1925 – Ganha o primeiro dinheiro com literatura, 50 mil réis, colaborando para o Mês Modernista, do Jornal A Noite.
1929 – 30 – Escreve crônicas semanais para o Diário Nacional e para várias rádios, além de traduções e biografias.
1937 – Ganha, aos cinqüenta e um anos, com o Prêmio da Sociedade Felipe de Oliveira (5 mil cruzeiros), o primeiro lucro material com a poesia. “Nunca eu vira até aquela data tanto dinheiro em minha mão”.
1938 – Nomeado pelo Ministro Gustavo Capanema professor de literatura do Colégio Pedro II.
1940 – Eleito membro da Academia Brasileira de Letras. Inclui nas Poesias Completas o volume Lira dos Cinquent’anos.
1943 – Assume a cadeira de Literatura Hispano-americana na Faculdade Nacional de Filosofia.
1946 – Recebe o prêmio de poesia do IBEC (50 mil cruzeiros).
1948 – Sai Belo Belo, com a nova edição das Poesias Escolhidas.

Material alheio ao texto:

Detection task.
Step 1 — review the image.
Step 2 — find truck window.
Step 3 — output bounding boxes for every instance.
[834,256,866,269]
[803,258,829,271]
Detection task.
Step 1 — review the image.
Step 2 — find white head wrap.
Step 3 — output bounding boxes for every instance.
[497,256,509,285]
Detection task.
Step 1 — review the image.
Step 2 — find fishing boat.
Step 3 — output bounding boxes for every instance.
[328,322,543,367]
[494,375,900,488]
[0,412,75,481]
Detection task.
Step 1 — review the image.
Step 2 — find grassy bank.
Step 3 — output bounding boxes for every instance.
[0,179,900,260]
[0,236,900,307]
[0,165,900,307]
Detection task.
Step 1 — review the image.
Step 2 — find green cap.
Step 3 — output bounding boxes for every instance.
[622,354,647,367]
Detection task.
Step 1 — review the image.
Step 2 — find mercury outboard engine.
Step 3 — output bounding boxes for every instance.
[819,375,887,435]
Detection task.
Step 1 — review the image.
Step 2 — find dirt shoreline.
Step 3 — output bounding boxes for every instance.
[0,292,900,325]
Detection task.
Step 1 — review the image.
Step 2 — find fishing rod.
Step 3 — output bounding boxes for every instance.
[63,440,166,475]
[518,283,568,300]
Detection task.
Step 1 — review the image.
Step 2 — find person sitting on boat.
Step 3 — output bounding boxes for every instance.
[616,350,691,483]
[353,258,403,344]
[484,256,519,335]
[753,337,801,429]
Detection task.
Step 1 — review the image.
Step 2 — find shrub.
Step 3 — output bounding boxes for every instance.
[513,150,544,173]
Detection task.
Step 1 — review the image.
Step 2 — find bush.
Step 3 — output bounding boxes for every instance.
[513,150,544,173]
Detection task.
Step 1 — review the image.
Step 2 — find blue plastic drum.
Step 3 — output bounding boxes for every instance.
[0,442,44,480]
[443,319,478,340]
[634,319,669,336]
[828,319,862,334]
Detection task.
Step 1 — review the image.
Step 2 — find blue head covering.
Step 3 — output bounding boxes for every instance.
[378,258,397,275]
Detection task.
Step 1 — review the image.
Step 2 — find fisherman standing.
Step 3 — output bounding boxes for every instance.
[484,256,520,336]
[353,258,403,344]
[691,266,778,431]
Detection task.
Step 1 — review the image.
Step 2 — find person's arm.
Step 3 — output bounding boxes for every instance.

1949 – Lança a primeira edição de Mafuá do Malungo, versos de circunstância, impresso em Barcelona por João Cabral de Melo Neto.
1954 – Publica Itinerário de Pasárgada (Memórias) e De Poetas e de Poesia (crítica).
1957 – Publica as crônicas Flauta de Papel. 1960 – Lança Estrela da Tarde .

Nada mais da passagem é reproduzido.